Schroeder says HIV/AIDSthreatens Eastern Europe
23 April 2004 ,
23 April 2004
BERLIN - The global fight against HIV/AIDS, traditionally focused on the poorest regions of Africa, should be expanded beyond that continent and include Eastern Europe, German Chancellor Gerhard Schroeder said.
"The number of HIV-infected people in Eastern Europe is rapidly growing and is taking on threatening proportions," Schroeder said Wednesday night in Berlin at the annual awards dinner of the Global Business Coalition on HIV/AIDS.
According to the latest UNAIDS report, more than 230,000 new infections were registered last year in Eastern Europe and Central Asia, bringing the number of people living with AIDS there to about 1.5 million, or 50 times more than the number registered in 1995.

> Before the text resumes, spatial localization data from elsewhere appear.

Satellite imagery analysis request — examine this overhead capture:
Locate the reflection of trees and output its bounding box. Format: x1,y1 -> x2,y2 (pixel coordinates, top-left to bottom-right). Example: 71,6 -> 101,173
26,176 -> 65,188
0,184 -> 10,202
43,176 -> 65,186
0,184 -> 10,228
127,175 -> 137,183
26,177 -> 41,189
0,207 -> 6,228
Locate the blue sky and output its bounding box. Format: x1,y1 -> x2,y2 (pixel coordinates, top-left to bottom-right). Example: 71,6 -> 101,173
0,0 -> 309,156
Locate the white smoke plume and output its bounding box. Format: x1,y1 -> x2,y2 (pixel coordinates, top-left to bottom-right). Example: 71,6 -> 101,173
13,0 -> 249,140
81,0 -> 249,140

More than two-thirds of these people live in Russia, which still hasn't developed a comprehensive policy on dealing with HIV/AIDS, UNAIDS Executive Director Peter Piot told Deutsche Presse-Agentur dpa.
"I've asked Chancellor Schroeder to talk to [Russian] President [Vladimir] Putin about this issue when he sees him next time," Piot said.
In his speech, Schroeder pointed out that the European Union had addressed the problem of the East European AIDS epidemic in its Dublin Declaration in February 2004 and "clearly stated that we must deal with it without delay".
The chancellor said Germany is doing its part by spending about 300 million euros a year in fighting HIV/AIDS.
But Bono, the singer of the Irish rock group U2, who is active in global anti-AIDS campaigns, said Germany's contribution wasn't sufficient.
Speaking at the awards ceremony, Bono said "rich countries like Germany" should be giving at least 0.5 percent of its GDP a year to fight AIDS.
For Germany, this would mean making a donation of EUR 10.5 billion.